What is an Individual Savings Account (ISA)?


Since their introduction in 1999, ISAs have become one of the most popular and tax-efficient ways to invest and save for the future. 

You can open multiple ISAs within the same tax year though the total amount you can save is capped at £20,000 per tax year, and this limit applies to all types of ISAs including cash ISAs, stocks & shares ISAs and innovative finance ISAs (IFISAs).


Cash ISAs


Cash ISAs are tax-free savings accounts.  You pay no tax on the interest you earn.  You can open some ISAs with as little as £1. Cash ISAs can also make use of ISA flexibility.


Different types of cash ISAs offer different ways to access your money. These can include:


  • Instant access - Where you can put money in and take your money out whenever you need to.
  • Limited access - Where you can only take your money out a certain number of times. If you go over this withdrawal limit, your interest rate will drop.
  • Fixed rate - Where you lock away your money for a fixed term, knowing that your interest rate won't change.


Stocks and shares ISAs


You can think of a stocks and shares ISA as a wrapper that sits around a portfolio of investments.  This wrapper means you have no tax to pay on any dividends, growth, interest or income you get from the investments.

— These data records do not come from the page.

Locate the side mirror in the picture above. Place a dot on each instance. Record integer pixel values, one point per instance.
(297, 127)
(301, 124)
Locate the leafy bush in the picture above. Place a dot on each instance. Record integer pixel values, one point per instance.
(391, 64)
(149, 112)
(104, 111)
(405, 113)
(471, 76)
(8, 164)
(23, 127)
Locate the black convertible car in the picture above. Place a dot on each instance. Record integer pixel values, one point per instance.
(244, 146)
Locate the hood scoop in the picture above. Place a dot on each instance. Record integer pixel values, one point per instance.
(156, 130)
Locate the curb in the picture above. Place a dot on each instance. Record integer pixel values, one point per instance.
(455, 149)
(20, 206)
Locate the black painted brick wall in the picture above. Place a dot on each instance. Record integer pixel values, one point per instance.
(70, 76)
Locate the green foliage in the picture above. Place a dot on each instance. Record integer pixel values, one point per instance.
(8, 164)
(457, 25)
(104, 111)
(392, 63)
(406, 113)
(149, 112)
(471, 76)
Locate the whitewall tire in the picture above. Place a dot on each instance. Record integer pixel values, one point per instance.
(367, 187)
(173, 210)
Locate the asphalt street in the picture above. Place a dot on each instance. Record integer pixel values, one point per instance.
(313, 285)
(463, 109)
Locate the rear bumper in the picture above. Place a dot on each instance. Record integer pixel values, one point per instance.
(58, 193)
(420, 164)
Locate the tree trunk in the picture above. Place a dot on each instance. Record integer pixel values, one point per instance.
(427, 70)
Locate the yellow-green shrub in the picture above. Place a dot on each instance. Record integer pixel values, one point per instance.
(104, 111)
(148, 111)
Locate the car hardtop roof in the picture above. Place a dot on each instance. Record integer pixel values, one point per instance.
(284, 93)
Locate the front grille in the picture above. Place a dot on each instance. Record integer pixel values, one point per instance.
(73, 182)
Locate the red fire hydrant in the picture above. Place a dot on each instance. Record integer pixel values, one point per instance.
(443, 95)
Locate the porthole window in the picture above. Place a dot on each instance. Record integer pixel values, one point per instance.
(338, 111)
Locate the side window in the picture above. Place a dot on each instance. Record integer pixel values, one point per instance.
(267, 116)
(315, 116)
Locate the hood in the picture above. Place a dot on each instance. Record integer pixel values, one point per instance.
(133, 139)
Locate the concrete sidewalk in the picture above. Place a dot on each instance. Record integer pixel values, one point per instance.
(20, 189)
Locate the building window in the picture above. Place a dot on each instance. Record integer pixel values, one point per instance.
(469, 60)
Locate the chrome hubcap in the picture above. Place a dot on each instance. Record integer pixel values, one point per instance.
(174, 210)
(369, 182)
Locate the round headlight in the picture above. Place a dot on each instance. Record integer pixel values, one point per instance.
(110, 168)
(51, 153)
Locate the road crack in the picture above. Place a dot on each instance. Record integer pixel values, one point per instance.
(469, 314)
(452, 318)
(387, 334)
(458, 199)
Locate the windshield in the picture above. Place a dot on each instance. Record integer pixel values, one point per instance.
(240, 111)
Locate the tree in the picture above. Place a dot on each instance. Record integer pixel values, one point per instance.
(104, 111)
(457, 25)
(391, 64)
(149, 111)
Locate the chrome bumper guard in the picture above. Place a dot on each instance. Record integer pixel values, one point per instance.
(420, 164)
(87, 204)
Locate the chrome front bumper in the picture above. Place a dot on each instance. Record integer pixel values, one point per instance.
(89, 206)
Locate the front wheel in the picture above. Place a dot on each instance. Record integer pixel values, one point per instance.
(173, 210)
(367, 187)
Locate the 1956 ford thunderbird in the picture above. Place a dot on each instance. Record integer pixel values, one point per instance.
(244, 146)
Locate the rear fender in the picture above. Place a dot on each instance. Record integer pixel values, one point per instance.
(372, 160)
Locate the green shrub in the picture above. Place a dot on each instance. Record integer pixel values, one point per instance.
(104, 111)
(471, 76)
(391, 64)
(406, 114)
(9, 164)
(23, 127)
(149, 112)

If you're happy to invest for the long term, a stocks and shares ISA could help you beat inflation and build a nest egg for the future.  You can open a Stocks and Shares ISA with a lump sum, or, if your chosen provider allows, make regular monthly contributions.  Keep in mind, the value of your investments can go down as well as up, so you may get back less than you first put in.


Annual ISA Allowance


The ISA allowance for the 26/27 tax year is £20,000.  You can save this amount into cash ISAs, stock and shares ISAs, innovative finance ISAs (IFISAs) or a combination of the three, as long as you do not exceed the £20,000 allowance in a single tax year.


ISA flexibility


ISA flexibility allows you to replace any money you take out of your ISA during a single tax year without it counting towards your annual ISA allowance.  For example, if you pay £20,000 into your ISA at the start of the tax year and you then have the need to withdraw £5,000, you can replace that £5,000 before the end of the tax year and you will not have exceeded the £20,000 allowance.


Junior ISAs


A Junior ISA is a tax-efficient way of saving for your child's adult life.  You can open a Junior ISA for a child if they're under 18, and you're their parent, or in a position of parental responsibility.

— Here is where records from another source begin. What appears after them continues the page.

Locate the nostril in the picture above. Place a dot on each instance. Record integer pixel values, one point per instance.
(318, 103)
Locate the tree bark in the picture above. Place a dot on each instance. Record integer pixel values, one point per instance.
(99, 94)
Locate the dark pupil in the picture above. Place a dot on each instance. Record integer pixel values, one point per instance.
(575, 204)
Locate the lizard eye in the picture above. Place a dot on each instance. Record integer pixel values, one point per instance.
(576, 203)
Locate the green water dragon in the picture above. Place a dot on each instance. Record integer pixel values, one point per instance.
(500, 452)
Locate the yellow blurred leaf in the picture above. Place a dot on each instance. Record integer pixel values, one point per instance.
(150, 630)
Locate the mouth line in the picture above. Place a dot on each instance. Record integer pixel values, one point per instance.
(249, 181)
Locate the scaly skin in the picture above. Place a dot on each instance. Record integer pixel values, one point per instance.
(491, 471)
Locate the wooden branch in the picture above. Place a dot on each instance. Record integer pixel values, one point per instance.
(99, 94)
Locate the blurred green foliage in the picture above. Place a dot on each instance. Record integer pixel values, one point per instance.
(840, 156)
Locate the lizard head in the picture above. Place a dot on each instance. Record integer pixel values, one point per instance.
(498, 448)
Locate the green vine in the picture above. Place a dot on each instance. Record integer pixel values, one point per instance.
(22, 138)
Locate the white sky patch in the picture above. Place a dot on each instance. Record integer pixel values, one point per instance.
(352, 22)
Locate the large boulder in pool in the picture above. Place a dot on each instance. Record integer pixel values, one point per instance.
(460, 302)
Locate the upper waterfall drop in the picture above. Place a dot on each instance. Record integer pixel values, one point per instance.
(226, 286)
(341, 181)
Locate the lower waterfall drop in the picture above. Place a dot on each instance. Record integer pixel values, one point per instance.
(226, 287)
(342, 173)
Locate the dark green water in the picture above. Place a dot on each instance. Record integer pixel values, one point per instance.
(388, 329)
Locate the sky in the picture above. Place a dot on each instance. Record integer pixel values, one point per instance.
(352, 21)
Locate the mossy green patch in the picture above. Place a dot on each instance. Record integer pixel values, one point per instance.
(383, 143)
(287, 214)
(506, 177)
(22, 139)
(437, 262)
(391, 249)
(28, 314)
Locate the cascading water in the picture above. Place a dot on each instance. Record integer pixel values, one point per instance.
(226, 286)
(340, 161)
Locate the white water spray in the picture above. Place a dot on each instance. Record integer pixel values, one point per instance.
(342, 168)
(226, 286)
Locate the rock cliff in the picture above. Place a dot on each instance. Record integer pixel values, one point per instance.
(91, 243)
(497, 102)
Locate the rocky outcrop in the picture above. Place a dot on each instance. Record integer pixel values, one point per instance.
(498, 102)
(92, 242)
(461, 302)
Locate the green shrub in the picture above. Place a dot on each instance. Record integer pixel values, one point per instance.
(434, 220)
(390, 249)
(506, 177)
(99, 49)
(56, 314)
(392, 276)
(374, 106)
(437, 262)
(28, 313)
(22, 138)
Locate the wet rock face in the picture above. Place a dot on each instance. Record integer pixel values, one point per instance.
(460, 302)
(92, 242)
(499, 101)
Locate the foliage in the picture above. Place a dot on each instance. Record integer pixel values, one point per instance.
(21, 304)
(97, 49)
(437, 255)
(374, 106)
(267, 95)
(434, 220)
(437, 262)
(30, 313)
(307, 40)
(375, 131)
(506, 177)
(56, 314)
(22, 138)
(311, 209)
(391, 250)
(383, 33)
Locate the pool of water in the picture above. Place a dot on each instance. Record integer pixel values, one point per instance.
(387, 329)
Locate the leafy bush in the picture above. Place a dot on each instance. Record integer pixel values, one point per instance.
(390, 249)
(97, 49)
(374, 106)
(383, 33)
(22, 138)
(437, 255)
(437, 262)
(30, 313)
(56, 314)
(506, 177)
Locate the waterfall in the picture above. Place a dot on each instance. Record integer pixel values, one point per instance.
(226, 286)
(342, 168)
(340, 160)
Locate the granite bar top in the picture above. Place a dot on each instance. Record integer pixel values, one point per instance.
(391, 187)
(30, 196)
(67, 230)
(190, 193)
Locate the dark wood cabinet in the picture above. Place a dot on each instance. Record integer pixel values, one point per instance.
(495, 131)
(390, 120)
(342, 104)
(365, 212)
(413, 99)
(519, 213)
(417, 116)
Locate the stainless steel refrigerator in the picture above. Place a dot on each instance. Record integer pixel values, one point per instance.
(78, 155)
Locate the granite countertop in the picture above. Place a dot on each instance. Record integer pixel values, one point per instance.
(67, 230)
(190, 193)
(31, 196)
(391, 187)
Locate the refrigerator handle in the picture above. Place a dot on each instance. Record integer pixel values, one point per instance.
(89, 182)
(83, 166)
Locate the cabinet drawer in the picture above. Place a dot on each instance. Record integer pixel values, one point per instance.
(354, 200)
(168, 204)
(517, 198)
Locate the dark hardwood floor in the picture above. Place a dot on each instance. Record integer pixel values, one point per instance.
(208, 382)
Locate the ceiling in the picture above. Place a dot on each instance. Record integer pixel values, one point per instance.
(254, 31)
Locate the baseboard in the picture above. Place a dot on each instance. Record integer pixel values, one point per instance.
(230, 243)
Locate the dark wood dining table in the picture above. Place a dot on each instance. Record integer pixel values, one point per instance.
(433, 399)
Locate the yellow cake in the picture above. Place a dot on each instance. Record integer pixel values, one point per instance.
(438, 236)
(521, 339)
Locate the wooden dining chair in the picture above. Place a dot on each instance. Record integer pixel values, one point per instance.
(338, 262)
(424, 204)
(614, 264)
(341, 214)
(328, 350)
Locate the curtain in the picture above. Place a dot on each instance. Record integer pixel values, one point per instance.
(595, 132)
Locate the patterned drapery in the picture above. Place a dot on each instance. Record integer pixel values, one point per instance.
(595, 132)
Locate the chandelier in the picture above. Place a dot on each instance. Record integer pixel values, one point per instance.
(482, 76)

As with an adult ISA, a Junior ISA shelters your child's investments from capital gains and income tax.  You can put in up to £9,000 a year, letting you build up a tax-free nest egg for your child, who can access the money when they turn 18.


Only parents or guardians are able to open a Junior ISA, but anyone can pay into them (such as generous grandparents or friends).

The performance of your investments is subject to risk(s).  Its performance may fluctuate based on movements in the market and economic condition(s).  Capital at risk.

Currency movements may also effect the value of investments.  You may get back less than you originally invested.  Past performance is not a reliable indicator of the future performance.

Tax treatment is based on an individual's unique circumstances.